Flores shadowed people, interviewed them about their personal stories and then had them write about their experiences with the police.
“Stockton Twenty-One” grapples with morality issues and begs the question of are crimes morally justifiable if done to get out of poverty.
“I want the audience to be a little shocked but I really want them to ask questions about Stockton’s future and social workers’ effect on society,” said Flores.
The play had a minimalist set that utilized projections and lighting to change the backgrounds or signify a flashback.
A stand-out performance came from Michael Wayne Turner III, who played Maceo, an adopted African American and Mexican man. His flamboyant delivery of every line and how he danced while rapping made him a crowd favorite. Though his performance seemed slightly forced at times, Turner succeeded in making his character relatable.

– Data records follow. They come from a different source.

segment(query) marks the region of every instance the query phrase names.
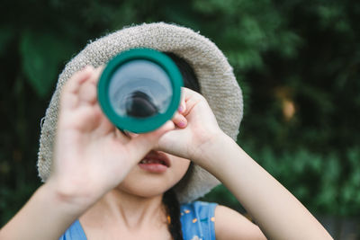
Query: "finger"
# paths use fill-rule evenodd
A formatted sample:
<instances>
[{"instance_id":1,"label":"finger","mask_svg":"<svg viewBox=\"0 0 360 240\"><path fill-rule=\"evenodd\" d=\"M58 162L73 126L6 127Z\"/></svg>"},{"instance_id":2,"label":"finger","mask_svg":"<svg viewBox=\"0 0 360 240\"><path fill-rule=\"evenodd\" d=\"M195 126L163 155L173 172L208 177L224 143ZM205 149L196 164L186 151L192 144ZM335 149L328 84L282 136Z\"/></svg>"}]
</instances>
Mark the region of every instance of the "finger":
<instances>
[{"instance_id":1,"label":"finger","mask_svg":"<svg viewBox=\"0 0 360 240\"><path fill-rule=\"evenodd\" d=\"M174 122L168 120L160 129L153 132L140 134L138 137L131 138L126 145L131 159L135 161L142 159L158 144L161 136L174 129Z\"/></svg>"},{"instance_id":2,"label":"finger","mask_svg":"<svg viewBox=\"0 0 360 240\"><path fill-rule=\"evenodd\" d=\"M186 110L186 103L185 103L185 93L184 93L184 87L182 87L181 89L181 98L180 98L180 104L179 104L179 108L178 108L178 111L180 113L183 113Z\"/></svg>"},{"instance_id":3,"label":"finger","mask_svg":"<svg viewBox=\"0 0 360 240\"><path fill-rule=\"evenodd\" d=\"M180 129L184 129L187 126L187 120L185 117L184 117L183 114L180 114L179 112L176 112L172 121L175 123L176 126L177 126Z\"/></svg>"},{"instance_id":4,"label":"finger","mask_svg":"<svg viewBox=\"0 0 360 240\"><path fill-rule=\"evenodd\" d=\"M92 66L86 66L84 69L75 73L67 82L64 92L70 93L77 93L80 89L81 84L88 79L94 72Z\"/></svg>"},{"instance_id":5,"label":"finger","mask_svg":"<svg viewBox=\"0 0 360 240\"><path fill-rule=\"evenodd\" d=\"M100 76L104 71L104 66L100 66L94 68L94 74L92 75L91 79L89 80L92 84L97 84L97 82L99 81Z\"/></svg>"}]
</instances>

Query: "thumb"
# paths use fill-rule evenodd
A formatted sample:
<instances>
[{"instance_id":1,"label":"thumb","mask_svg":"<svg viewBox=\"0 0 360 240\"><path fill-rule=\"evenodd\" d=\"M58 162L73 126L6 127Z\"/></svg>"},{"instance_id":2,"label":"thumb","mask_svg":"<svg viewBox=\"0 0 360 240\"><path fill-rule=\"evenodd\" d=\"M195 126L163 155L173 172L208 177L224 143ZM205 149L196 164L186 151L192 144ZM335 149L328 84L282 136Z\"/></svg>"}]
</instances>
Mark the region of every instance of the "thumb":
<instances>
[{"instance_id":1,"label":"thumb","mask_svg":"<svg viewBox=\"0 0 360 240\"><path fill-rule=\"evenodd\" d=\"M161 128L155 131L140 134L127 143L127 148L134 160L142 159L155 146L165 133L175 129L174 122L166 121Z\"/></svg>"}]
</instances>

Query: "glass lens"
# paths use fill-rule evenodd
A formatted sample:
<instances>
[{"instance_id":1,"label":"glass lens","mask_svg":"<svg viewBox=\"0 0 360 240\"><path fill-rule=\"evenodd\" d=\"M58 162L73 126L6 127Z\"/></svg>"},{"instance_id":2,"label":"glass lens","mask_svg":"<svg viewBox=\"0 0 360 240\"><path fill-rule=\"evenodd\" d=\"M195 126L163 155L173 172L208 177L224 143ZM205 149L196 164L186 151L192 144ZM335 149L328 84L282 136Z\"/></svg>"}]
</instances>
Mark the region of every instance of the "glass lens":
<instances>
[{"instance_id":1,"label":"glass lens","mask_svg":"<svg viewBox=\"0 0 360 240\"><path fill-rule=\"evenodd\" d=\"M122 65L109 84L111 105L121 116L147 118L164 113L172 94L166 72L158 64L144 59Z\"/></svg>"}]
</instances>

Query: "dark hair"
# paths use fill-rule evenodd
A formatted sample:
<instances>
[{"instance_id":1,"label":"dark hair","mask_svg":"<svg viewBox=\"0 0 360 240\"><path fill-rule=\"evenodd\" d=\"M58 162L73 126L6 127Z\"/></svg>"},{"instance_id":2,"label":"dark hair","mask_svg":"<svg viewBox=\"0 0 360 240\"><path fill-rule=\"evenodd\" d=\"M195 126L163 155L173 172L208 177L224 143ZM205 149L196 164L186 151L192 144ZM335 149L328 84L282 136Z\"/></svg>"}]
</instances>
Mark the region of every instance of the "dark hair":
<instances>
[{"instance_id":1,"label":"dark hair","mask_svg":"<svg viewBox=\"0 0 360 240\"><path fill-rule=\"evenodd\" d=\"M183 58L171 52L166 52L171 59L176 64L180 69L184 80L184 86L190 88L197 93L201 93L199 81L194 72L193 67ZM193 163L190 164L189 169L184 176L191 171ZM184 178L183 178L184 179ZM164 193L163 203L166 207L168 219L168 230L174 240L184 240L180 221L180 203L177 200L174 187Z\"/></svg>"}]
</instances>

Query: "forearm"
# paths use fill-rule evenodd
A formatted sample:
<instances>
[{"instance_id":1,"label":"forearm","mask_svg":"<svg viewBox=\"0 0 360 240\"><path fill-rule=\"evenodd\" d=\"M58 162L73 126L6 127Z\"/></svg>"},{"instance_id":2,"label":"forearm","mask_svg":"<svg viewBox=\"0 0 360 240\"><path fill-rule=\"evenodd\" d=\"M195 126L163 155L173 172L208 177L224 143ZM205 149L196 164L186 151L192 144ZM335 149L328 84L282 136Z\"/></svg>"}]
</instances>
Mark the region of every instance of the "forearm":
<instances>
[{"instance_id":1,"label":"forearm","mask_svg":"<svg viewBox=\"0 0 360 240\"><path fill-rule=\"evenodd\" d=\"M229 137L218 138L201 157L268 238L331 239L302 204Z\"/></svg>"},{"instance_id":2,"label":"forearm","mask_svg":"<svg viewBox=\"0 0 360 240\"><path fill-rule=\"evenodd\" d=\"M46 183L0 230L0 239L58 239L84 210Z\"/></svg>"}]
</instances>

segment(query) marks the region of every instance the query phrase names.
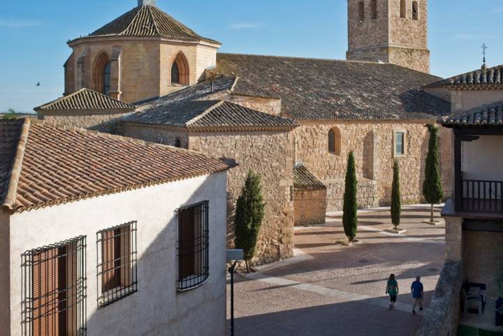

After the play was over, the cast and Flores held a question and answer segment so the audience could learn more about what inspired the play.
“I hope the play unifies black and brown people. Not just physically but politically, psychologically and mentally because… we are fighting the same battles,” said Turner.
One of the individual’s whose story inspired “Stockton Twenty-One” was a part of the audience.
“Stockton Twenty-One” was originally named ‘Pilgrim Street’ but was changed in order to protect the identities of the individuals who the play was based on.
“It was very inspiring to hear about stories from people I had never really thought about before and places in Stockton I had never been,” said student Elijah Little.
The next performance will be at Alcatraz Island on Nov. 17 with Gregory Sale’s “Future IDs” art installation.